Air Berlin hits turbulence, cancels 100 flights over sick pilots

13th Sep, 2017 | Tourism Mail Crew

BERLIN: Air Berlin passengers faced fresh chaos on Tuesday after the beleaguered German airline cancelled 100 flights due to a surge in the number of pilots reporting sick.

The reason for the cancellations is "an extraordinary number of sick reports in the cockpit," said a spokesman for Germany's second-biggest airline, which last month filed for insolvency.

Air Berlin has asked passengers to check the status of their flight on the airline's website prior to their arrival at the airport after it said it was cancelling 100 of its scheduled 750 flights for Tuesday.

About 200 of the 1,500 pilots due to fly on Tuesday had called in sick, the airline said.

"Today is a day that the existence of Air Berlin is threatened," wrote Air Berlin chief operations officer Oliver Iffert in an internal memo seen by dpa.

In another internal memo seen by dpa, the company's board said that 149 captains and first officers had already called in sick for Wednesday.

A spokesman for the airline confirmed that cancellations are expected Wednesday.

Calling it a "pilot revolt," the daily Bild reported that the reason for the jump in the number of pilots claiming to be sick was a dispute over their possible transition from the insolvent airline to a potential new buyer.

However, the pilots' union, Vereinigung Cockpit, denied the report, saying: "At no point did the VC call for (pilots) to report ill."

Air Berlin said it would offer affected passengers the "best alternative travel" options.

The airline announced on Monday that it had slashed a series of international flights as a result of the need to reduce its long-haul operations as part of insolvency proceedings.

This included flights to the Caribbean from the western German city of Dusseldorf to September 24.

The German government was forced last month to provide the airline with a bridging loan of 150 million euros (180 million dollars) to help it to continue operating.
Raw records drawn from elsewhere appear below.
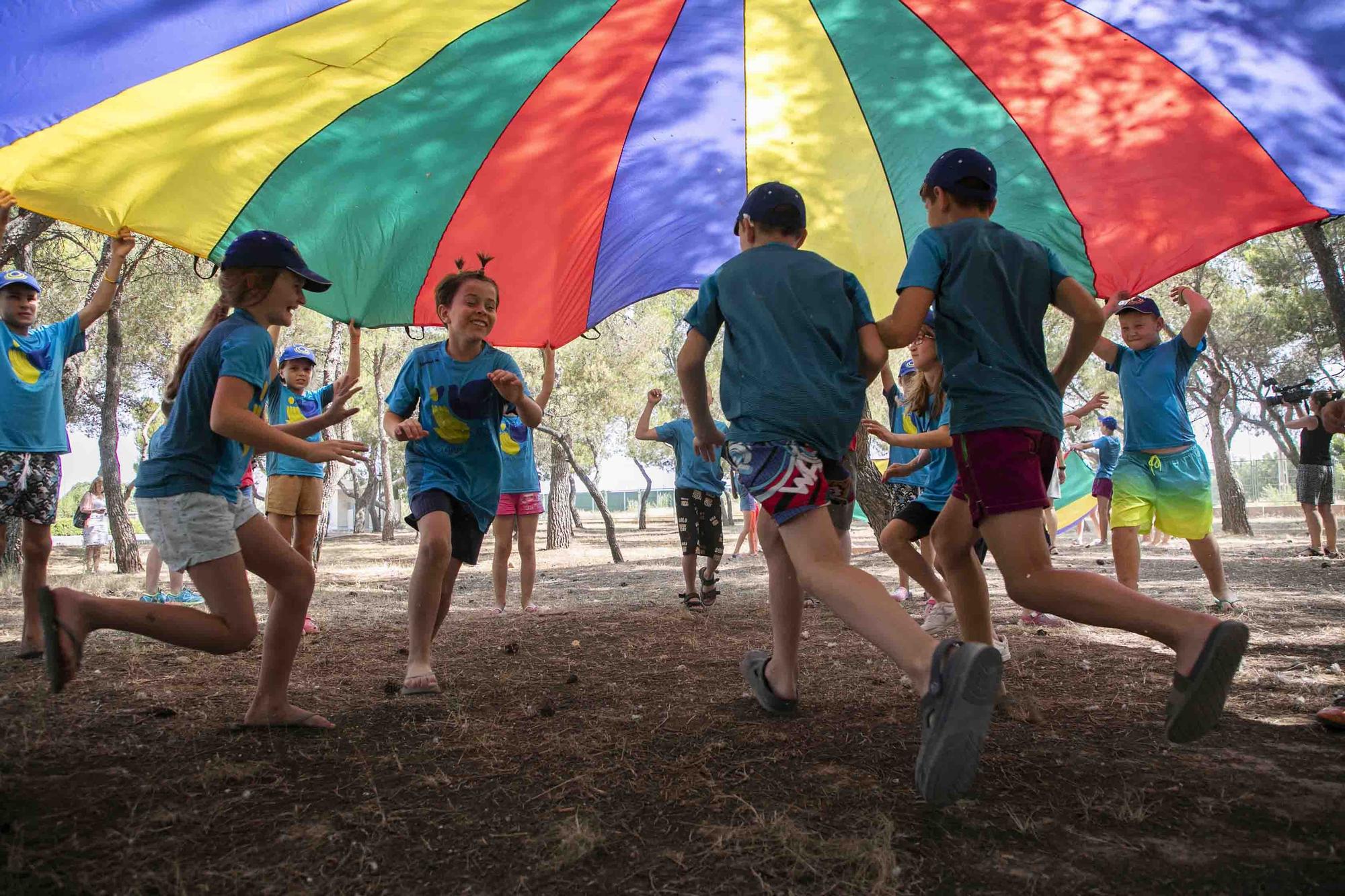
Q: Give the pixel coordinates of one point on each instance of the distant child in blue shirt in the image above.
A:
(800, 350)
(1109, 452)
(188, 490)
(33, 421)
(699, 498)
(1163, 477)
(447, 405)
(295, 486)
(521, 498)
(991, 290)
Potential buyers have until September 15 to lodge offers for the struggling carrier, with Germany's biggest airline Lufthansa among bidders seeking to acquire parts of Air Berlin.

German businessman Hans Rudolf Wohrl this week also unveiled a 500-million-euro bid for Air Berlin, which ran up a loss last year of about 782 million euros and has debts totalling nearly 1.2 billion euros.

Air Berlin has operated at a loss every year since 2008, except for 2012, when it sold off its frequent flyer programme.

In the meantime, budget airline Ryanair stepped up its campaign on Tuesday to take on Lufthansa in its home base of Frankfurt with the Irish carrier announcing 34 new flights from Germany's biggest airport from the middle of next year.